程なくして、執務室の扉が見えてきた。近づくと少し独特な甘い香りがする。
だがメイドの言う通り、感じるのは甘さだけではなかった。
(苦い……それと、これは)
注意して嗅ぐと、アンモニアのような微量の刺激も感じる。
だがそれは本当にほんの僅かで、悪臭ではない。メイドが気づかなくても無理はないだろう。

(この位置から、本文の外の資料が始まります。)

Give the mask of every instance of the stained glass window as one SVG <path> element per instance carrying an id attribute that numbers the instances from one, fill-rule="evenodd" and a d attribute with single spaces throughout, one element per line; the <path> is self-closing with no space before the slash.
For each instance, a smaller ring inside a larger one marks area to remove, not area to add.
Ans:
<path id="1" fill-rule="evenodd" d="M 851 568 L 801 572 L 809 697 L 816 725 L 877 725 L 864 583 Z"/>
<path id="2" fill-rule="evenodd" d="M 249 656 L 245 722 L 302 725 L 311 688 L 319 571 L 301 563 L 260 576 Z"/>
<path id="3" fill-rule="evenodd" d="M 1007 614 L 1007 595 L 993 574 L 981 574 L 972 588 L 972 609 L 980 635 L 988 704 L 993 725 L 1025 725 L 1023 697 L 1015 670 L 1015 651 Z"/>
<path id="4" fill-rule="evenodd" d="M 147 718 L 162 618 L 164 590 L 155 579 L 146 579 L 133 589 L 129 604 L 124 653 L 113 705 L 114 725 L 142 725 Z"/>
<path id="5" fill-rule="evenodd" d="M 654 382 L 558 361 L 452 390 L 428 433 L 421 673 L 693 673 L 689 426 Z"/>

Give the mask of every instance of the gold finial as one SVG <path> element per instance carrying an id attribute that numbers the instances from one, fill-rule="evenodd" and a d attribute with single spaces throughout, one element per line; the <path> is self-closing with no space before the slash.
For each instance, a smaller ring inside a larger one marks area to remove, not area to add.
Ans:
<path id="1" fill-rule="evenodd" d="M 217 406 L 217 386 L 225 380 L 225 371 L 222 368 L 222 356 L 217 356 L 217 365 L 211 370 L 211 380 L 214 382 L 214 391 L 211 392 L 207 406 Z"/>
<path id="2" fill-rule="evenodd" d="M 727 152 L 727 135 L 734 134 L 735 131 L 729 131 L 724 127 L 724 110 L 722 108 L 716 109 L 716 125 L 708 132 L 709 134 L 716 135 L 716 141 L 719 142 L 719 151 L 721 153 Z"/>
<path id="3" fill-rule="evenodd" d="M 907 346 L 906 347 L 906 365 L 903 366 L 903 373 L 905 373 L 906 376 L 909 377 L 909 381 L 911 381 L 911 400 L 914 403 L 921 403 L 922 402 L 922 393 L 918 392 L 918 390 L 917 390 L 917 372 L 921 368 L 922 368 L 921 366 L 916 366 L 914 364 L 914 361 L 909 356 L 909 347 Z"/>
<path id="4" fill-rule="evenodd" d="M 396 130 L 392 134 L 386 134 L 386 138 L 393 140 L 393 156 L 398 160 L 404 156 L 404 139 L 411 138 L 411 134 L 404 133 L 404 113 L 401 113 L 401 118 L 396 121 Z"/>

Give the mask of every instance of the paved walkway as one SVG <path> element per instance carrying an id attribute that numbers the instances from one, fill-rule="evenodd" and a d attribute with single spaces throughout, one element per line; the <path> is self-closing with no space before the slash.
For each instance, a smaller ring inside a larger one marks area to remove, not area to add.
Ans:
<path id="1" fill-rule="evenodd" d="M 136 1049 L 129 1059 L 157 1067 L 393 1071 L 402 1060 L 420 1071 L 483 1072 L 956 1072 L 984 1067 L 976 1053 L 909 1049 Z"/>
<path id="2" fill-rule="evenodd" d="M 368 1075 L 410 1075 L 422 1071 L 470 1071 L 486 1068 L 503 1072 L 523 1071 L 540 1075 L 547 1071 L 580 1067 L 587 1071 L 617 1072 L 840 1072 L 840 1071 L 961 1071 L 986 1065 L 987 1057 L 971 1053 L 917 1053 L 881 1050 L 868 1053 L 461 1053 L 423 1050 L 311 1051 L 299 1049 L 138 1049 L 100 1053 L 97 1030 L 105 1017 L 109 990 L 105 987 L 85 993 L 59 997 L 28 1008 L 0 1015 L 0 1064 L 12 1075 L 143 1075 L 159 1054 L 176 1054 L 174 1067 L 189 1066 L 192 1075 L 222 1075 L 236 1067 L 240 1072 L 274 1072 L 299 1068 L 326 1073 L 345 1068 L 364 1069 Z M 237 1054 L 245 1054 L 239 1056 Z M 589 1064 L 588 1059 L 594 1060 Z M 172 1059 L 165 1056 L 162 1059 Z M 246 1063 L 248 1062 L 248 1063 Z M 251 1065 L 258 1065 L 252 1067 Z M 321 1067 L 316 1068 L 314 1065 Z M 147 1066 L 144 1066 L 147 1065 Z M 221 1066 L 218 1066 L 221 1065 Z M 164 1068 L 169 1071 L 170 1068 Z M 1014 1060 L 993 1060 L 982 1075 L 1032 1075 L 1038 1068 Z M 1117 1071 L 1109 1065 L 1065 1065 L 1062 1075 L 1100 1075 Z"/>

フィアナとて、この匂いを一言で表わせと言われれば『甘い』もしくは『甘苦い』香りと答える。しかし、
「…………?」
ひく、と鼻が反応した。
なんだろう、酷く嫌な予感がする。
フィアナは強ばった顔で扉を叩いた。
「誰かな~?」
聞こえてきたのは、オルフェの呑気な声。
フィアナは背筋を伸ばし簡潔に用件を言った。
「フィアナ・シルヴィアです。ご心配をおかけしてしまったとお聞きし、ご挨拶に参りました」
「フィアナちゃん!?入って入ってー」
カチャカチャという音が中から聞こえた。恐らくカップやスプーンを置いたのだろう。
「……入っても、よろしいですか?」
「……構わない」
二度聞いたのは、フリードに確認を取る為である。それを理解したフリードからはすぐに了承が貰えた。
「失礼致します」
(うっ)
部屋に入った途端、ぶわっ、と強い香りがした。
思えば、厚い扉を抜けて廊下でもあそこまで匂いがするのは紅茶にしては異様であった。
────フィアナの頭の中で、警鐘が鳴る。
オルフェがへらりと笑いかけた。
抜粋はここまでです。